At that time, a friend invited me to a yoga class. I vividly remember the first time I felt like I had a body during the class. Before that, I had a lot of it in my head, but this class made me realize that I could experience the space under my chin.
During that class, the instructor (who was a Buddhist meditation teacher) talked a lot about the mind and suffering. I had an epiphany in that class. For the first time, he realized that he had a choice in his thoughts. He didn’t have to believe everything that came to his mind. Instead, I could observe those thoughts and then do something else.In this awareness, I knew deep down that this class would change my life. , the next day, the day after that, and so on.
I studied under that same teacher and learned many practices that support my mental health and well-being.so it wasn’t my Anxiety and my Worry, it was just anxiety. I also learned a lot about impermanence and techniques that help tune the nervous system, such as breathing exercises.
I became more inclined to meditation — much of my own suffering involved my mind, so I gravitated toward meditation and wanted to make sense of it. I thought meditation was totally impossible for me. But my teacher kept assuring me that everyone’s mind is distracted, but if you really want to understand your own mind, you have to sit and observe. , I took my meditation practice seriously.

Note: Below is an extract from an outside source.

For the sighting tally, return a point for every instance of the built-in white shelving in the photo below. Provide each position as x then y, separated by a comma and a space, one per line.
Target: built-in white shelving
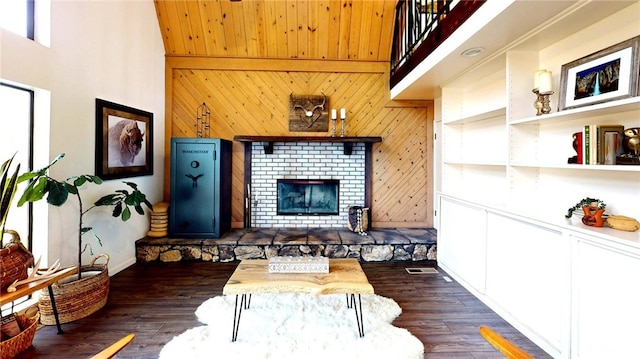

Buddhism was certainly a gateway for me, but it also led me to learn: Polyvagal Theory 1 and positive psychology. Ultimately, the intersection of science and spirituality gave me solace.
Within that first year, 85% of my symptoms were gone. The remaining 15% took longer. For example, if I drink too much coffee even now, anxiety starts to appear. But the difference is that I know how to relate to it in a very different way, and it’s not something I give in to.